As described above, according to the present invention,
Since the vibrating electrode is composed of the conductive material and the residual magnetic material,
The one electrode of the vibration capacitance type capacitor can be realized by the conductive material, and the attractive force and the repulsive force can be generated by the residual magnetic material with respect to the magnetic field generated in the electromagnetic coil. Therefore, the vibration frequency of the vibrating electrode can be made equal to the frequency f of the drive signal, and a bias magnet, a multiplier (or a frequency divider), etc. are unnecessary.

[Brief description of drawings]

FIG. 1 is a diagram showing an entire configuration of a vibrating capacitance type electrometer including an orthogonal transformer according to the present invention.

FIG. 2 is a sectional view of an orthogonal transformer according to the present invention.

FIG. 3 is a diagram showing an operation of the remanent magnetism type vibrating electrode 37 shown in FIG.

FIG. 4 is a diagram showing an example of a remanent magnetism type vibrating electrode.

FIG. 5 is a diagram showing an example of a remanent magnetism type vibrating electrode.

FIG. 6 is a diagram showing an example of a remanent magnetism type vibrating electrode.

FIG. 7 is a diagram showing an example of a remanent magnetism type vibrating electrode.

FIG. 8 is a sectional view showing a conventional orthogonal transformer.

FIG. 9 is a diagram showing an overall configuration of a conventional vibration capacitance type electrometer.

10 is a diagram showing the operation of the orthogonal transformer when the bias magnet 20 shown in FIG. 9 is not used.

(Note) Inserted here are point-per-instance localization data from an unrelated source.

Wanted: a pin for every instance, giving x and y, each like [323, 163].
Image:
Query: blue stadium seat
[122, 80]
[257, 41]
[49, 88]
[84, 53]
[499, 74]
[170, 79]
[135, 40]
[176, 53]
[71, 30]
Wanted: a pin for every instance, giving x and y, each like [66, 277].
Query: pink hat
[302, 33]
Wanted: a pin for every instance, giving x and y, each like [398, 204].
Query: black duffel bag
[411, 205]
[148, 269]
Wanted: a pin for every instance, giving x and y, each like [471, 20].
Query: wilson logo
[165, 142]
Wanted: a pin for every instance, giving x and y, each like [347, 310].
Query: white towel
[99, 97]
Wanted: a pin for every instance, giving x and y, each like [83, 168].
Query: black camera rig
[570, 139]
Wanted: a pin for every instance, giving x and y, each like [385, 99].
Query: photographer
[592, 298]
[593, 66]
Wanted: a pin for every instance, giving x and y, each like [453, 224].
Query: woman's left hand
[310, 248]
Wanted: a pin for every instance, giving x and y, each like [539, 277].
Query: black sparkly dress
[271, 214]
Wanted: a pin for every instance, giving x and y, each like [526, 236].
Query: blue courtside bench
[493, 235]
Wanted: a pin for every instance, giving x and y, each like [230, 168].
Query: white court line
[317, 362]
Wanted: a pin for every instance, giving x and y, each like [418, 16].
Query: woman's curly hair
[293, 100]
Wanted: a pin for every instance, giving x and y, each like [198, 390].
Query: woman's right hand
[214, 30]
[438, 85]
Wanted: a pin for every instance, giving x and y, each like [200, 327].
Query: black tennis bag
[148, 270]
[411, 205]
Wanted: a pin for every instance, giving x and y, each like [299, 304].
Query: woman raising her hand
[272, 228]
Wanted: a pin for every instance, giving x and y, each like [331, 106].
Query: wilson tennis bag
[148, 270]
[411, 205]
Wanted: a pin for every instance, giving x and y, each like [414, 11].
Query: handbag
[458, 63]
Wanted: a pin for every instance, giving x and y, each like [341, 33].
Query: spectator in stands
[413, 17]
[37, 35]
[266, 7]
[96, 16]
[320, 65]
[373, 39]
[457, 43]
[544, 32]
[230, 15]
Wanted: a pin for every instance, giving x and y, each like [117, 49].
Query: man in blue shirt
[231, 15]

FIG. 11 is a diagram showing an operation of the orthogonal transformer when the bias magnet shown in FIG. 9 is used.

[Explanation of symbols]

22 electromagnetic coil, 36 counter electrode, 37 remanent magnetism type vibrating electrode, 39 capacitor, 56 oscillator, 64 synchronous detector, 100 conductive material layer, 102 remanent magnetic material layer, 104 magnet piece.

Claims (4)

[Claims] 1. A counter electrode fixedly arranged, a vibrating electrode which is disposed in proximity to the counter electrode in a non-contact manner and is oscillatably supported, and a drive signal having a frequency f which is arranged in the vicinity of the vibrating electrode. And a vibrating electrode composed of a conductive material and a remanent magnetic material, wherein the vibrating frequency of the vibrating electrode is the same as the frequency f. A quadrature converter of the characteristic vibrating capacitance electrometer. 2. The orthogonal transducer according to claim 1, wherein the vibrating electrode is formed by laminating a conductive material layer and a remanent magnetic material layer. 3. The orthogonal transformer of a vibrating capacitance electrometer according to claim 1, wherein the vibrating electrode is formed by mixing a conductive material and a residual magnetic material. 4. The orthogonal transducer according to claim 1, wherein the vibrating electrode comprises a conductive material layer and a magnet piece as a residual magnetic material bonded to the vibrating electrode. Orthogonal transformer.